Below are the three versions of the Big City Otto cover that I went through, along with the final art. I’m happy with where the cover ended up, and feel that it is a fairly good representation of what you will find between the covers.
|Here's the third go around. Again, Tara was encouraging (as editors have to be!) but said that she felt that the second attempt didn't really focus in very effectively on Otto and that she preferred my first take but with more city. I could see her point, and took another look at this to see how I could incorporate that. It occurred to me that if I flattened out the perspective a bit and went to solid black for the mid-ground, I could make the somewhat tricky transition from a three quarter bird's eye view in the foreground to looking up at the city skyline in the background. I also thought it would be fun to actually have Big Al emerging from the sewer hole to reinforce the "alligators in the sewers" theme that runs through the second half of the book. (You will notice that Big Al's cigar has disappeared in the second and third versions. Smoking on the cover, even by a bad guy who's height has clearly been compromised by this activity, was an absolute no-go.)|
|And here is the final go. Tara circulated the third pencil around Kids Can Press and it received enthusiastic approval, with the only concern being that too much of the title was obscured by Otto - an easy fix.|
I'm really happy with the retro feel of this, the contrast of the red type against the black background. Synchronicity even played a part as I had accidentally added a coarser dither to the colour in Photoshop, but realised that I liked the effect, which mimicked the coarser colour screens of earlier printing processes.

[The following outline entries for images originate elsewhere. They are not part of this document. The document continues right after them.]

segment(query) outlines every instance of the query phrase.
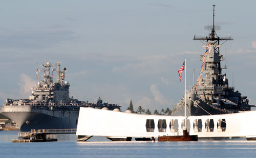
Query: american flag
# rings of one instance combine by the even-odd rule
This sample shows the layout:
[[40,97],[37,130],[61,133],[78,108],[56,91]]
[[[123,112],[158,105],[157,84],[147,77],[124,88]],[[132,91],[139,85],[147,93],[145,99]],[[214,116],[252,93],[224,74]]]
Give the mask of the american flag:
[[183,64],[182,65],[181,65],[181,67],[180,67],[180,70],[178,71],[178,73],[179,73],[179,76],[180,76],[180,80],[179,82],[180,82],[180,81],[181,80],[181,76],[182,76],[182,72],[184,70],[185,67],[185,61],[183,62]]

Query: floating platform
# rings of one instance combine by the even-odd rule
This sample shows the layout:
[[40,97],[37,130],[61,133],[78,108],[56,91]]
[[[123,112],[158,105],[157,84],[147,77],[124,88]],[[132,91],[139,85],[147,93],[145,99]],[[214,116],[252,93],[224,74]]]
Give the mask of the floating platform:
[[168,142],[178,142],[178,141],[197,141],[198,140],[197,135],[188,135],[187,130],[183,130],[183,136],[163,136],[158,137],[158,141],[168,141]]
[[24,139],[13,139],[12,143],[33,143],[33,142],[57,142],[57,139],[49,139],[47,140],[37,139],[37,140],[24,140]]

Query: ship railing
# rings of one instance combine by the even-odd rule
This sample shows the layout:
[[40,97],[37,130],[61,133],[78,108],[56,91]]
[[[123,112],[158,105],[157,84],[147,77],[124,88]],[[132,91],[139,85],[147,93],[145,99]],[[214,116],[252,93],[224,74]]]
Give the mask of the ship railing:
[[70,129],[31,129],[28,132],[18,132],[18,137],[31,137],[38,133],[55,133],[55,134],[65,134],[65,133],[75,133],[76,128]]

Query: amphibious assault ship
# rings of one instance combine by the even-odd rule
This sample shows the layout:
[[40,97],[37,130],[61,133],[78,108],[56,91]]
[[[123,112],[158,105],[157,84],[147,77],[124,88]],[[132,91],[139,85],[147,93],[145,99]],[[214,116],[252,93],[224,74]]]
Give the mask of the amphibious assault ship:
[[[229,86],[226,74],[222,74],[222,69],[226,67],[221,66],[221,61],[224,59],[220,54],[220,48],[225,42],[232,40],[233,38],[230,36],[218,36],[215,31],[221,28],[215,25],[215,5],[213,6],[213,25],[205,27],[206,30],[210,30],[210,33],[206,37],[195,35],[194,37],[194,40],[205,43],[202,47],[206,48],[206,50],[199,59],[203,63],[197,84],[186,95],[186,112],[190,116],[236,113],[250,110],[251,107],[254,106],[249,104],[246,96],[242,96],[238,91],[235,91],[234,87]],[[183,97],[174,108],[172,115],[184,116],[184,105]]]
[[[93,103],[70,97],[70,85],[64,82],[67,69],[64,67],[61,70],[60,63],[52,65],[46,60],[45,64],[37,65],[37,79],[39,67],[42,67],[42,80],[31,88],[29,99],[7,99],[1,107],[0,113],[14,121],[20,131],[76,128],[80,107],[120,110],[119,105],[103,103],[100,98],[97,103]],[[54,72],[57,74],[56,82],[53,79]]]

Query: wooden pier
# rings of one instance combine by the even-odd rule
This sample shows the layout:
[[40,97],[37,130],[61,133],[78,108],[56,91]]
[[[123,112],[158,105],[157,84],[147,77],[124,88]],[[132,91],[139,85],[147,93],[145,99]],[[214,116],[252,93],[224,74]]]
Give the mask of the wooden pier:
[[75,134],[74,129],[31,129],[28,132],[19,132],[18,139],[12,140],[13,143],[45,142],[57,141],[57,134]]

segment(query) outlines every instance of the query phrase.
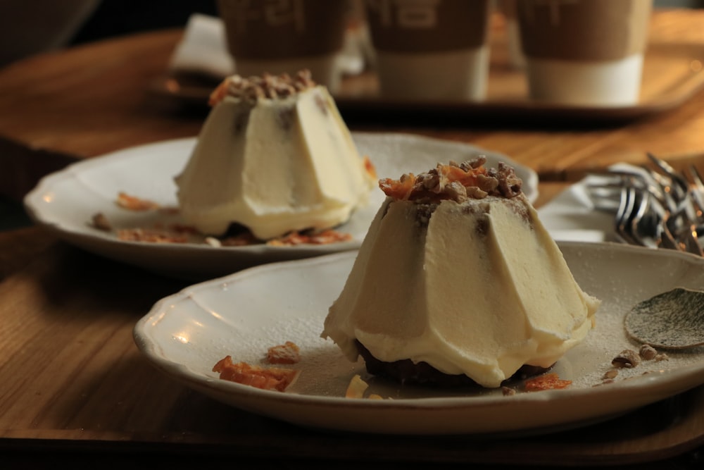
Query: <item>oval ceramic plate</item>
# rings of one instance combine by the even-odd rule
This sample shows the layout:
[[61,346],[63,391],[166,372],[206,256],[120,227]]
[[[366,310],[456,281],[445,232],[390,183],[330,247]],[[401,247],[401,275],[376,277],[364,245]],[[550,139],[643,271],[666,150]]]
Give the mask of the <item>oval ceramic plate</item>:
[[[401,388],[369,377],[320,335],[342,289],[355,252],[275,263],[197,284],[156,303],[134,330],[157,368],[225,403],[303,426],[399,434],[546,432],[622,414],[704,383],[704,349],[668,352],[603,382],[611,360],[637,349],[623,326],[637,302],[675,286],[704,287],[704,259],[672,250],[610,243],[560,244],[577,282],[603,301],[587,339],[554,368],[565,389],[504,396],[501,390]],[[293,341],[301,371],[286,392],[218,378],[213,365],[263,364],[268,347]],[[345,398],[359,373],[385,400]]]
[[[538,195],[536,173],[503,155],[466,144],[406,134],[353,133],[353,137],[380,178],[398,178],[404,173],[427,171],[438,161],[463,161],[484,154],[490,166],[498,161],[513,166],[532,202]],[[367,206],[339,228],[350,233],[352,240],[327,245],[216,248],[204,243],[125,242],[92,226],[92,217],[97,213],[104,214],[115,228],[179,223],[177,214],[127,211],[115,201],[118,194],[124,192],[175,207],[173,178],[186,164],[195,143],[195,138],[158,142],[75,163],[43,178],[25,198],[25,206],[34,221],[88,251],[168,276],[201,280],[263,263],[356,249],[384,199],[381,190],[375,188]]]

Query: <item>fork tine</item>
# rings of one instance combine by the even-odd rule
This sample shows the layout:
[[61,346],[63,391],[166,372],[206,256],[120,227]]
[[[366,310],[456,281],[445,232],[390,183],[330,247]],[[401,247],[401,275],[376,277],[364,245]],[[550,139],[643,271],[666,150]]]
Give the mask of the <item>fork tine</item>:
[[624,187],[621,192],[621,200],[619,209],[615,218],[616,234],[629,245],[639,245],[629,231],[630,221],[634,216],[634,207],[636,204],[636,190],[633,187]]

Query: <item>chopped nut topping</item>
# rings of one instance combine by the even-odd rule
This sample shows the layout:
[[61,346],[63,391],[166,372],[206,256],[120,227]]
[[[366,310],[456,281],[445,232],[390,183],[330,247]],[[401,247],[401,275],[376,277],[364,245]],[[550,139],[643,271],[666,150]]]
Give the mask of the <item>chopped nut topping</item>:
[[272,346],[266,354],[269,364],[297,364],[301,361],[298,346],[292,341],[287,341],[283,345]]
[[241,77],[239,75],[225,78],[210,94],[208,104],[215,106],[225,97],[234,97],[253,104],[258,99],[286,98],[313,88],[316,83],[310,78],[310,71],[299,71],[294,77],[287,73],[272,75]]
[[640,356],[632,350],[624,350],[611,361],[611,364],[614,367],[625,367],[627,369],[635,367],[640,363]]
[[513,168],[499,163],[497,168],[486,168],[485,156],[457,163],[438,163],[436,168],[417,175],[405,173],[398,180],[385,178],[379,187],[386,196],[398,200],[434,202],[451,199],[462,202],[468,198],[498,196],[507,199],[521,192],[522,182]]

In the end I think the cover has accomplished exactly what a cover needs to do. It right away says "Big City" in both name and image, reflects one of the major dynamics of the story (the interaction between Otto and the Alligari Boys), and shows Otto as a bit at sea and innocent in a foreign environment. This was one of those covers that doesn't show an actual scene in the story, but captures its essence. And it was truly a collaborative work between my editor Tara and myself, who's sage comments helped lead me to exactly where I think this book cover should be.